JAPAN: Japan is aiming to take a lead in the development of floating-turbine technology as part of a post-Fukushima shift to renewables.

The Kamisu wind farm on Japan's east coast withstood the tsunami
The Kamisu wind farm on Japan's east coast withstood the tsunami

Japan’s trade ministry said it was planning a ¥10-20 billion ($130-260 million) project to develop floating turbine in the deep waters off the northern coast.

Japan hopes to develop a 1GW floating offshore project off its northern coast by 2020. The announcement follows the passing of a renewable-energy bill in the upper house of Japan's parliament.

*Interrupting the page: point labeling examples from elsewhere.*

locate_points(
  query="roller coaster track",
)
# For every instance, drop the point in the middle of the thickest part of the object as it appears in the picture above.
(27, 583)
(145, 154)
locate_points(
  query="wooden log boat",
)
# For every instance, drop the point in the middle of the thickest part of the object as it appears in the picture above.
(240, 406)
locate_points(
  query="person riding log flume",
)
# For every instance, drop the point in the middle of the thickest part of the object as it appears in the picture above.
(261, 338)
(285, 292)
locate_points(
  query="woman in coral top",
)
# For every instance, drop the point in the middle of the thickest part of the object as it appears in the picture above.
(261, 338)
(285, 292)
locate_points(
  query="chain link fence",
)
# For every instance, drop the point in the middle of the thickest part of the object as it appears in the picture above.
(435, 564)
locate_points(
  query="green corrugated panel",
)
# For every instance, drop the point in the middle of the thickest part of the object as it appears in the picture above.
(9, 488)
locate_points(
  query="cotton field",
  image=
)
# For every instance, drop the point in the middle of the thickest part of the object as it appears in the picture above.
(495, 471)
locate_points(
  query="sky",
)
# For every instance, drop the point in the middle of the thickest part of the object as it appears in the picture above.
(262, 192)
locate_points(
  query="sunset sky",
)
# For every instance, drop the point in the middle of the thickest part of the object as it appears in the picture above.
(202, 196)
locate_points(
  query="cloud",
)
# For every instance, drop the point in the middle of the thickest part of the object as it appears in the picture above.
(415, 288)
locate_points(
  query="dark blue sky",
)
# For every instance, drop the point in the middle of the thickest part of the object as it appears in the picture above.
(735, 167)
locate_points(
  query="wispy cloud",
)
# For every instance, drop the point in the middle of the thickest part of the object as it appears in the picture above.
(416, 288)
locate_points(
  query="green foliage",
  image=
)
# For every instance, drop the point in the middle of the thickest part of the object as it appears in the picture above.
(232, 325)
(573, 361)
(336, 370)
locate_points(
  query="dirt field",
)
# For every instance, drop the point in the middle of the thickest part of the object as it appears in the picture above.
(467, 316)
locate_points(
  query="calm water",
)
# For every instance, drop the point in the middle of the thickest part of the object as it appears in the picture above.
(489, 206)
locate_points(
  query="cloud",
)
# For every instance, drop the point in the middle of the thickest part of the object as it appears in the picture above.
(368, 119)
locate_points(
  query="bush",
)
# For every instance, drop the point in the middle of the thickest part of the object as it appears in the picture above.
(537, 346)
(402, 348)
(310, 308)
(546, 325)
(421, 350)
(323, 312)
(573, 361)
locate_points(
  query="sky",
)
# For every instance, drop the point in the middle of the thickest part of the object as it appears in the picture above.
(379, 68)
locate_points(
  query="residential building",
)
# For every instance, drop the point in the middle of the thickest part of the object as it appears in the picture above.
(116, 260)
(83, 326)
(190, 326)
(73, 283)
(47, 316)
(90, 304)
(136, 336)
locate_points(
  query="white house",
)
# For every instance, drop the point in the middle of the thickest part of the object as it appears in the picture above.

Speaking about the move, a Trade Ministry official said: "In order to take [a] lead in offshore wind power, we want domestic studies and developments to take place and manufacturers to boost capabilities.

"From the standpoint of supporting reconstruction and promoting wind power, we believe it is good to pursue research and development for offshore wind farms."

There is sound reasoning behind Japan’s push for offshore wind. When the tsunami struck, the Kamisu near-shore wind farm on Japan's east coast withstood the magnitude-nine earthquake and contributed vital electricity in the aftermath of the disaster.

Kamisu is located 40 metres off Ibaraki prefecture and is comprised of seven 2MW Fuji Heavy Industries wind turbines.

Floating turbine technology has been in development for a number of years. Norway is currently working on its Hywind and Sway projects. Spain and France have a number of trial projects underway.